What are damages and what types of damages are available to those who seek a medical malpractice lawsuit?
Damages are monetary awards usually given to the individual who seeks restitution for injuries sustained from an incident. For individuals who have undergone an injury or an illness, there are three types of damages that are usually available when filing for a lawsuit. These are:
- General Damages
- Seeking a general damage usually gives the injured person a monetary compensation for his or her suffering, which was caused by the medical malpractice. This can be physical or mental pain, the loss of employment, or even the loss of the enjoyment of life.
- Special Damages
- Special damages seek to restitute an individual for other expenses linked to a medical malpractice incident.

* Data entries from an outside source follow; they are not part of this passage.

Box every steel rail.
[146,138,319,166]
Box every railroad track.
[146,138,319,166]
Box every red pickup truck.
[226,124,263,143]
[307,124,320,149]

This can be compensation for time missed from work or the costs of medical expenses.
- Punitive Damages
- Punitive damages are intended to penalize a medical facility or a medical practitioner for any conduct that is egregious. While a punitive damage is rare in a medical malpractice claim, it can nonetheless punish those who acted carelessly.
What happens if the medical malpractice victim has passed away?
In the event that the patient has passed away due to a medical malpractice incident, the victim’s heirs or other appropriate individuals may obtain restitution for their grievances. These damages can include the grievances sustained from the time of the injury until the time of the victim’s death and it may also include any future economic loss the appropriate party may have suffered due to the victim’s death.
If I had known of the risks associated with my medical procedure, I would not have agreed to the procedure. Can I sue for the risks I was not made aware of?
Generally, a medical practitioner must inform his or her patient of the serious risks that are involved in any medical procedure or even of medical treatments. This will give the patient the opportunity to responsibly decide whether or not he or she will go forward with the procedure. Suing for unknown risks can depend on what those risks were. Medical practitioners are legally not obligated to inform their patients of every risk involved in a procedure or treatment. They only have to discuss important or the greater risks. When deciding if the risk has validity, the following questions must be asked:
- Would another knowledgeable and experienced medical practitioner have disclosed the potential risk?
- Would another standard patient have made a different decision had the risk been disclosed?
There are other situations, usually emergency treatments, in which a medical practitioner is legally protected and thus not required to obtain consent from the patient before treating. If you are unsure if you have a case, seek a qualified medical malpractice attorney who can guide your claim.
What types of errors can add up to a medical malpractice case?
Medical malpractice usually happens when a person is injured or harmed because a medical professional failed to act competently under the conventional standards of the medical care. To be able to prove medical malpractice, a patient must be show that the medical professional was somehow negligent. There are also other factors that must be proven in a medical malpractice claim. This includes the existence of a doctor and patient relationship and what damages are linked to the resulting grievance.